Got creative block? Get out of your office and go for a walk




Got creative block? Get out of your office and go for a walk
 
(Medical Xpress) -- The next time you're in need of creative inspiration, try thinking outside the box—or cubicle.
New research by Jeffrey Sanchez-Burks and Suntae Kim of the University of Michigan Ross School of Business shows that engaging in physical acts and experiences enhances creative problem-solving.
"Metaphors of creative thinking abound in everyday use," said Sanchez-Burks, associate professor of management and organizations. "By thinking 'outside the box,' by considering a problem 'on the one hand, then on the other hand' or by 'putting two and two together,' creativity presumably follows. Such prescriptive advice is no stranger within research labs, advertising teams, the halls of higher education or other contexts where pioneering novel approaches to pressing problems are valued. These metaphors suggest a connection between concrete bodily experiences and creative cognition."

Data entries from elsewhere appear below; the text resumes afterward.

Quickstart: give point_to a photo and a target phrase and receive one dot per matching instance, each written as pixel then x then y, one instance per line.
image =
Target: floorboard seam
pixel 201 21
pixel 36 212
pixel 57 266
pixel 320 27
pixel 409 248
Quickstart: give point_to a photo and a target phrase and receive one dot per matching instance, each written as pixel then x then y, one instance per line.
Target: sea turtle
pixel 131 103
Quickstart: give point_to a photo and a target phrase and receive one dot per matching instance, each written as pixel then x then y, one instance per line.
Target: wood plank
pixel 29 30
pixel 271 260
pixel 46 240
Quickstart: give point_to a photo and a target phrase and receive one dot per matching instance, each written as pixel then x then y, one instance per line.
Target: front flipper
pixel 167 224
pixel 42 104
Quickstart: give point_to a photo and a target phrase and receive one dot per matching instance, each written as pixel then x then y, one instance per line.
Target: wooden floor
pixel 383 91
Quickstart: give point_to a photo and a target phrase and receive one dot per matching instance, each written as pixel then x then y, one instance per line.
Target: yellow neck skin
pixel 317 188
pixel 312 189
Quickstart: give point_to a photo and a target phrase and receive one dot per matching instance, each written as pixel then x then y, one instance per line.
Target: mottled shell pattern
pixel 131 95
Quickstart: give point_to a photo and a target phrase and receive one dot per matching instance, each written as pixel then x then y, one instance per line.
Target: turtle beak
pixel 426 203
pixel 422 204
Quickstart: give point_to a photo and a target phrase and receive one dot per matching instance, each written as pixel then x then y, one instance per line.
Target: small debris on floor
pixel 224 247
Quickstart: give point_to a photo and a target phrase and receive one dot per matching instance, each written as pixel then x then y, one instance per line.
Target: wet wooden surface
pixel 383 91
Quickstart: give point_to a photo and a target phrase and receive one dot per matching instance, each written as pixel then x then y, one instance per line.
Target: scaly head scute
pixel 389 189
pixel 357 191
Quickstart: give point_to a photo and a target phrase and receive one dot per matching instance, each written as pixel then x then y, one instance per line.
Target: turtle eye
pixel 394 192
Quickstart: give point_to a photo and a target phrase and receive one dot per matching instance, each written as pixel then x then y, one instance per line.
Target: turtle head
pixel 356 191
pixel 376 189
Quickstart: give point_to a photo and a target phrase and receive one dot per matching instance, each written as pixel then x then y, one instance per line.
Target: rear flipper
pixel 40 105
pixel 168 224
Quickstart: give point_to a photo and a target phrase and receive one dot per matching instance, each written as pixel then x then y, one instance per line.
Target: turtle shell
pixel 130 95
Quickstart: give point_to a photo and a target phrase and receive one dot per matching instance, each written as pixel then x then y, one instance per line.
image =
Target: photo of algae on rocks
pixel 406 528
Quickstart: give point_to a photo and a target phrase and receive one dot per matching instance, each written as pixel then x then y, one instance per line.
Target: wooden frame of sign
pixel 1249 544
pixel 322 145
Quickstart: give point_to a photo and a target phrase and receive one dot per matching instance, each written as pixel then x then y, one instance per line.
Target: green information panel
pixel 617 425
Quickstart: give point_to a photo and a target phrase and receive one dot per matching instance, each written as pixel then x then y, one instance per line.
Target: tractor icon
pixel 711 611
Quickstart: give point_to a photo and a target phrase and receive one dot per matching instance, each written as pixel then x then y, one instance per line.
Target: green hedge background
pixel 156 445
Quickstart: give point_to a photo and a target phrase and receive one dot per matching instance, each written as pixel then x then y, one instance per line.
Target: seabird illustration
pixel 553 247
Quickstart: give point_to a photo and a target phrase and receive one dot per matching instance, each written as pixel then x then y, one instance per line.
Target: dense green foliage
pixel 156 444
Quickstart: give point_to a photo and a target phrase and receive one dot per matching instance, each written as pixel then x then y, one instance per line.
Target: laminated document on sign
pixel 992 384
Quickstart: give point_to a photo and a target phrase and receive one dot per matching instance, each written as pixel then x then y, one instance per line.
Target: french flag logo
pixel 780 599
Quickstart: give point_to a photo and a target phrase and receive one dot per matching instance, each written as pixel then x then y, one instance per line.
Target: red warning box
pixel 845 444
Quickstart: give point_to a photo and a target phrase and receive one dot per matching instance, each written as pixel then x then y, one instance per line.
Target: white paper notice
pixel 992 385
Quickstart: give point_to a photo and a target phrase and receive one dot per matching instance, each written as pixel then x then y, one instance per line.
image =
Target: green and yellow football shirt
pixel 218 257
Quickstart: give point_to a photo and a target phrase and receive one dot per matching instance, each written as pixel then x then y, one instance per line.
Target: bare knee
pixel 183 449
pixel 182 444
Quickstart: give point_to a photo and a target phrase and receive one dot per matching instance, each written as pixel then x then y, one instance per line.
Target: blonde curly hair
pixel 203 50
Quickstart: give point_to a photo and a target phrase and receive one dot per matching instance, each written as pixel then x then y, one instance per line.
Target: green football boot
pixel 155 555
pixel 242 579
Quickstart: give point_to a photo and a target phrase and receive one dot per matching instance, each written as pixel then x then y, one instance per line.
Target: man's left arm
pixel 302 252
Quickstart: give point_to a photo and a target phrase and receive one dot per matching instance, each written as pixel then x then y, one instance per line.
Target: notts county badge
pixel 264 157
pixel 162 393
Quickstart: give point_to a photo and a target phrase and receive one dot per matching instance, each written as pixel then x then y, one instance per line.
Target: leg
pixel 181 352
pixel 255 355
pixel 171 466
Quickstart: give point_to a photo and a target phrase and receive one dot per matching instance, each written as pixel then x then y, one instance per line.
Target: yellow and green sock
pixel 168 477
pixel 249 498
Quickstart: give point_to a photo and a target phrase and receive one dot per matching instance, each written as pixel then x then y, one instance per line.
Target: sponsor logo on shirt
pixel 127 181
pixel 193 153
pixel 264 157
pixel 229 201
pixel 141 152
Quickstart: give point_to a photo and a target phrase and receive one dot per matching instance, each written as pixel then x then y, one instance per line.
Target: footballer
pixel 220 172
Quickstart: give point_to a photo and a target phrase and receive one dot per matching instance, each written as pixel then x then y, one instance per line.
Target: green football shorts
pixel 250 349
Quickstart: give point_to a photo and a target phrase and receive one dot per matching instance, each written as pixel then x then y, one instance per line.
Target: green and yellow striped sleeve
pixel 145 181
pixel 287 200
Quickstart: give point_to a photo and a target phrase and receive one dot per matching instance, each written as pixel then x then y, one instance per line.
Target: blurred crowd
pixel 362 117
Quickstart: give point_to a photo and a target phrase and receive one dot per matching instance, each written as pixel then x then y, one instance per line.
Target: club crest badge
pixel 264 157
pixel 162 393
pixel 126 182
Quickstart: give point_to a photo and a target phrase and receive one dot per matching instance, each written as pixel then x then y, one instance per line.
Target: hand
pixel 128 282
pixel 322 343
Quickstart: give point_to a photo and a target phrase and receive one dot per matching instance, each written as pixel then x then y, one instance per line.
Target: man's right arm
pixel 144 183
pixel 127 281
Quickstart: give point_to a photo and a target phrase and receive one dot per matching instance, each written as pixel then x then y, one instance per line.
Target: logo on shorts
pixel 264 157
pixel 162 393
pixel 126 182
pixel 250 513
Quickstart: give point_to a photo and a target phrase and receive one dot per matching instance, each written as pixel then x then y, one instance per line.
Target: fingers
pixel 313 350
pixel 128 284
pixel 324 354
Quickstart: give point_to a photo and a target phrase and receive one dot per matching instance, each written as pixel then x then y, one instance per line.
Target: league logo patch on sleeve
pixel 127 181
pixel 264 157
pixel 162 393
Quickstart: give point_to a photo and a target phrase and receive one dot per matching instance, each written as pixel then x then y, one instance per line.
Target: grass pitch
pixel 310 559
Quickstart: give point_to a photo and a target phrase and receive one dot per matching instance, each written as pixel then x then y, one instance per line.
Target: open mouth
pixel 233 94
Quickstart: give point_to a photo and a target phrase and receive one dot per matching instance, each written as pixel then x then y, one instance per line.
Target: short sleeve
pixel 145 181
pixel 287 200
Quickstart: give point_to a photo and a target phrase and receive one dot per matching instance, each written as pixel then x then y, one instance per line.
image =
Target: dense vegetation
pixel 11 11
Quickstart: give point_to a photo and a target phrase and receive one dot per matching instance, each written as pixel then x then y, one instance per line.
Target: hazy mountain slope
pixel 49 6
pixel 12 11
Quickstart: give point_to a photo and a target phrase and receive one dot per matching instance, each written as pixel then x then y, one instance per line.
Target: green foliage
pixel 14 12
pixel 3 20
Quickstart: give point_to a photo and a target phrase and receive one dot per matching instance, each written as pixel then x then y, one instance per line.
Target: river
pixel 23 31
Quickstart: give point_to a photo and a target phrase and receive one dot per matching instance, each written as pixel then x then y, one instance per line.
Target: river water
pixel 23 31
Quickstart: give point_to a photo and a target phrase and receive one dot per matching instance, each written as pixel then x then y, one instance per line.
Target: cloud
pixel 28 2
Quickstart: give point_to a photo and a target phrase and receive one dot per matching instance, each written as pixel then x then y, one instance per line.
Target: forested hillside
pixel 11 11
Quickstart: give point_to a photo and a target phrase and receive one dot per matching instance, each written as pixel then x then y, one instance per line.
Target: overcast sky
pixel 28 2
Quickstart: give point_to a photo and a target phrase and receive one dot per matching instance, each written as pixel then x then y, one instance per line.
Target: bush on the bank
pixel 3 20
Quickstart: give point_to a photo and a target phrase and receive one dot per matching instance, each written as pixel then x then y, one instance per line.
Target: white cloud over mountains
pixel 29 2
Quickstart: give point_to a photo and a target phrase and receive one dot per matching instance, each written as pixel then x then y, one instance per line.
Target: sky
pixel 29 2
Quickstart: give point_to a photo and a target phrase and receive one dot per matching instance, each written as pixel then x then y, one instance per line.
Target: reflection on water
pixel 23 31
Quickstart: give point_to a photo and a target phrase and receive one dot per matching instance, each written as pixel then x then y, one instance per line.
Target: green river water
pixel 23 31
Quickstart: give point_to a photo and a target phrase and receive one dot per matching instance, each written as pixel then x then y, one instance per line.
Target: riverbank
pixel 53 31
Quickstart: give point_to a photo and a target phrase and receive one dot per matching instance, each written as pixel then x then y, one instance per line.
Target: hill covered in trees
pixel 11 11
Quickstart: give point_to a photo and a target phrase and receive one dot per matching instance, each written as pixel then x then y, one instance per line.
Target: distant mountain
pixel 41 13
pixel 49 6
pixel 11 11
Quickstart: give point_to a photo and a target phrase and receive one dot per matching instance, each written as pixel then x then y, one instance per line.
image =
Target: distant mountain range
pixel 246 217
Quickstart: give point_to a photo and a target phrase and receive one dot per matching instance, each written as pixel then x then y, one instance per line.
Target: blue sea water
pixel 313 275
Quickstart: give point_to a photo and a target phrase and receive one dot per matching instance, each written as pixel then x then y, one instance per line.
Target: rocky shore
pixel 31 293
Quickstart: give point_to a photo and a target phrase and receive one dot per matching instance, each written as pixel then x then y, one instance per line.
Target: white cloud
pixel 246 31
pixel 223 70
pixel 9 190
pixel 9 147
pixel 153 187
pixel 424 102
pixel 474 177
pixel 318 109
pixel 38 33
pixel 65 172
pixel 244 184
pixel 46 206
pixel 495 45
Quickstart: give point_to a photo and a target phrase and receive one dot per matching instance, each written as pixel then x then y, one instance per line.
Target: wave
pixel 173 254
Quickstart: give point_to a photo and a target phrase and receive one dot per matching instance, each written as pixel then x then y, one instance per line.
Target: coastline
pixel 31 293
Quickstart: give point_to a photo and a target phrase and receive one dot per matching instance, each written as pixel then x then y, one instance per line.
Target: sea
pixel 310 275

Sanchez-Burks and Ross School doctoral student Kim assembled a team of international researchers who conducted five studies with nearly 400 college students to examine the psychological potency of creative metaphors by investigating whether creative problem-solving is enhanced when people literally follow these metaphors.
The studies ranged from requiring participants to generate ideas while first holding out their right hand and then their left hand ("on the one hand, then the other hand") to completing word tasks by either physically sitting inside or outside a box or engage in problem-solving by walking in a rectangular path vs. freely walking ("thinking outside the box") to converging multiple ideas to find solutions while combining two objects ("putting two and two together").
In all five studies, the findings revealed that physically and psychologically embodying creative metaphors promotes fluency, flexibility and originality in problem-solving, Sanchez-Burks said.
"The acts of alternately gesturing with each hand and of putting objects together may boost creative performance," he said. "Literally thinking outside or without physical constraints, such as walking outdoors or pacing around, may help eliminate unconscious mental barriers that restrict cognition.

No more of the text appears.